Although the famous Cambrian explosion showed a very rapid proliferation of forms of animal life over a 10-million-year period beginning some 540 million years ago, evidence of even earlier fossils shows that the more simple kinds of animals—such as the group to which corals and jellyfish belong—did indeed come before the more complex, advanced animals such as arthropods (which include crustaceans, insects, and the extinct trilobites). If we consider our own group, the vertebrates, we encounter, as we would predict, various forms of fishes first in the fossil record, followed by amphibians, whose reproduction is still tied to the water. The appearance of the "amniote egg," with membranes that retain water and nutrients for the developing embryo, came later. The oldest, most primitive amniotes were scaly reptiles. Birds arose later from a specific group of reptiles (dinosaurs, apparently), while mammals arose from a separate lineage of reptiles, as is beautifully shown by a sequence of fossils in South Africa that are more than 200 million years old. Primates arose later, and advanced primates— such as our own lineage—arose only about 4 to 5 million years ago.

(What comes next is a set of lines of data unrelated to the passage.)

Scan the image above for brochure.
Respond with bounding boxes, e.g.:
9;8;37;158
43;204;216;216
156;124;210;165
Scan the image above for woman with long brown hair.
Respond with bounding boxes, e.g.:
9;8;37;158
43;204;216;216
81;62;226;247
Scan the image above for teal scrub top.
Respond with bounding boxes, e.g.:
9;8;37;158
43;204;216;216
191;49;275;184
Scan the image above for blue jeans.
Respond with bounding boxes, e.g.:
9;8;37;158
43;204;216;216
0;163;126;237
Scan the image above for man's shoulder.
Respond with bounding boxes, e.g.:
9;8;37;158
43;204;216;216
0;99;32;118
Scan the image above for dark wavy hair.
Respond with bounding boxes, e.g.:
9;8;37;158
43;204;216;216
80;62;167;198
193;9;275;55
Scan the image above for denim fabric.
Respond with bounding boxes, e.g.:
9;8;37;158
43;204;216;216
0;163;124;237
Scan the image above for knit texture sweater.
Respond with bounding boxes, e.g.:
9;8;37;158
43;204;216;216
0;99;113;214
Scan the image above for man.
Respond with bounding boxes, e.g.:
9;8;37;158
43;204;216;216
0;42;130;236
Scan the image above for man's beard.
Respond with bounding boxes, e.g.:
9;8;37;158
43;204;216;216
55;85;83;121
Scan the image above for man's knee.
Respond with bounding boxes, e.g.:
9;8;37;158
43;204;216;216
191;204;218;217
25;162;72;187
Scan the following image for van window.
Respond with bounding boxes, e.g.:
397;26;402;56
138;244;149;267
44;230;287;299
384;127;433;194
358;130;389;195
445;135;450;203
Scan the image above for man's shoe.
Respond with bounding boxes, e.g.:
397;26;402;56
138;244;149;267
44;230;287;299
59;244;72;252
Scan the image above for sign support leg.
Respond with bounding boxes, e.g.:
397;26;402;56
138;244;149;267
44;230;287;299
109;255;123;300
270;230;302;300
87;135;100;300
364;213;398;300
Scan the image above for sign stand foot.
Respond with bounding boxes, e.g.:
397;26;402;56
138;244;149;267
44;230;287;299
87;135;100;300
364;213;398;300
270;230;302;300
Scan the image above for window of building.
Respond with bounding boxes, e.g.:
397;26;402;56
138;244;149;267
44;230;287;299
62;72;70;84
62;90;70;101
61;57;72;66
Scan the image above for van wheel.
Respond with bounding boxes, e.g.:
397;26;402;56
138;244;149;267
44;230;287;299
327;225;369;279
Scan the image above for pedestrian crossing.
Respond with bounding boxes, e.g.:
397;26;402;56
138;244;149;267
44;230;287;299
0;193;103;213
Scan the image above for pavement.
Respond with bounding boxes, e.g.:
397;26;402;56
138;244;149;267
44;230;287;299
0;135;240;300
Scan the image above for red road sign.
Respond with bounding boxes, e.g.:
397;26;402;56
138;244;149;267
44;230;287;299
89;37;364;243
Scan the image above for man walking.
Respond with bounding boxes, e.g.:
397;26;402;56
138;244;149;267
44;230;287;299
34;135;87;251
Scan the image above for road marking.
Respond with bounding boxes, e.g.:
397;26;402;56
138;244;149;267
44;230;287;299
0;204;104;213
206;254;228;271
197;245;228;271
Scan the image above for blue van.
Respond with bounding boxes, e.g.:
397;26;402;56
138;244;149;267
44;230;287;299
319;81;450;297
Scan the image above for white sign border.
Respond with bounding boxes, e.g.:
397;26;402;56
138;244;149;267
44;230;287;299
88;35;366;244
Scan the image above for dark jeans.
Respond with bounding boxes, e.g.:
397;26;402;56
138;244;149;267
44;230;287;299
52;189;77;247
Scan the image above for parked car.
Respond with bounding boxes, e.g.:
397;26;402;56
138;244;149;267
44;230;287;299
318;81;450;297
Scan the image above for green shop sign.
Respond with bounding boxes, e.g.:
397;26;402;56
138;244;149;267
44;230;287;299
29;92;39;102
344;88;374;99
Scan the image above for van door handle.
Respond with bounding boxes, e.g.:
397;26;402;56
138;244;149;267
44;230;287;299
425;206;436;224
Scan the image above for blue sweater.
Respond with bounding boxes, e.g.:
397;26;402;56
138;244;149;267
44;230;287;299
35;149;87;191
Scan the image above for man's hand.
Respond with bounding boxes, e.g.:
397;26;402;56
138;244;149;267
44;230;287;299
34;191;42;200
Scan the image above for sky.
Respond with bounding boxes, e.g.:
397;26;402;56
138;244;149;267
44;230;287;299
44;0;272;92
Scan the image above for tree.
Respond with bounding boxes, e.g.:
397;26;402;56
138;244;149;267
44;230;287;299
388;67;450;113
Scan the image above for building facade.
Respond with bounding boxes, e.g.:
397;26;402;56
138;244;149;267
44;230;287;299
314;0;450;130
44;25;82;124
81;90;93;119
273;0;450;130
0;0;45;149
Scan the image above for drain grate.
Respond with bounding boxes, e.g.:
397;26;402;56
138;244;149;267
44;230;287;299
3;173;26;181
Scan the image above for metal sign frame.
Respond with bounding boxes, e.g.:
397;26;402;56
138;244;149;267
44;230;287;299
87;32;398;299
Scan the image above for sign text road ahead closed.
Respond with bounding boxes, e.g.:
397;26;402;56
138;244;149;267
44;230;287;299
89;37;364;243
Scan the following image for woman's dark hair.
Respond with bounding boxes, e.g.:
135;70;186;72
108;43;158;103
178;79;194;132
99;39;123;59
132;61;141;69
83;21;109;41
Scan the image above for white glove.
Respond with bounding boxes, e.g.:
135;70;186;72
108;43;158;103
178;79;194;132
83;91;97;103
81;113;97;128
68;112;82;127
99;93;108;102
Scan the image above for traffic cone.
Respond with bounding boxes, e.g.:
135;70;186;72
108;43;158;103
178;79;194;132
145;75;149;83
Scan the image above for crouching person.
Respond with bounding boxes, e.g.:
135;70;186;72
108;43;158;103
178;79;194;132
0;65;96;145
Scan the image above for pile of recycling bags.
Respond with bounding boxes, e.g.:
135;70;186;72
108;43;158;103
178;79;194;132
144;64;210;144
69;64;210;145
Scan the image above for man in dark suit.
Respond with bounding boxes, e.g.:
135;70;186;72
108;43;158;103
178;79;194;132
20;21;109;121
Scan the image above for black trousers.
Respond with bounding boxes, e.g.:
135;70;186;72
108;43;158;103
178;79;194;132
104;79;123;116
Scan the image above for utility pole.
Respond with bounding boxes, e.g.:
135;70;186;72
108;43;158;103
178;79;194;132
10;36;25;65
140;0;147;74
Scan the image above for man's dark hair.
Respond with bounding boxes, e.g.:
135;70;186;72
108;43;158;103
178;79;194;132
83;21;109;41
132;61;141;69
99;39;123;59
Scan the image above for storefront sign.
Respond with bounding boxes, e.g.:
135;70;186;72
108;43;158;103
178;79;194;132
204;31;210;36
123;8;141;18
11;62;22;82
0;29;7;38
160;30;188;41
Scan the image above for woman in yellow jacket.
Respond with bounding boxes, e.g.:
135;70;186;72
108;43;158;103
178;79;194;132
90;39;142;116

Thus the second prediction of evolution is also well corroborated. The basic idea of evolution, that all life has descended from a single common ancestor in the remote geological past, is thus abundantly confirmed. Evolution is as well corroborated as any other scientific theory—such as plate tectonics or special relativity. It is as well confirmed as the notion that the earth is round, spins on its axis, and revolves around the sun. For that reason, most biologists are content to call evolution a "fact"—for that is what facts really are, well-confirmed ideas about the nature of things.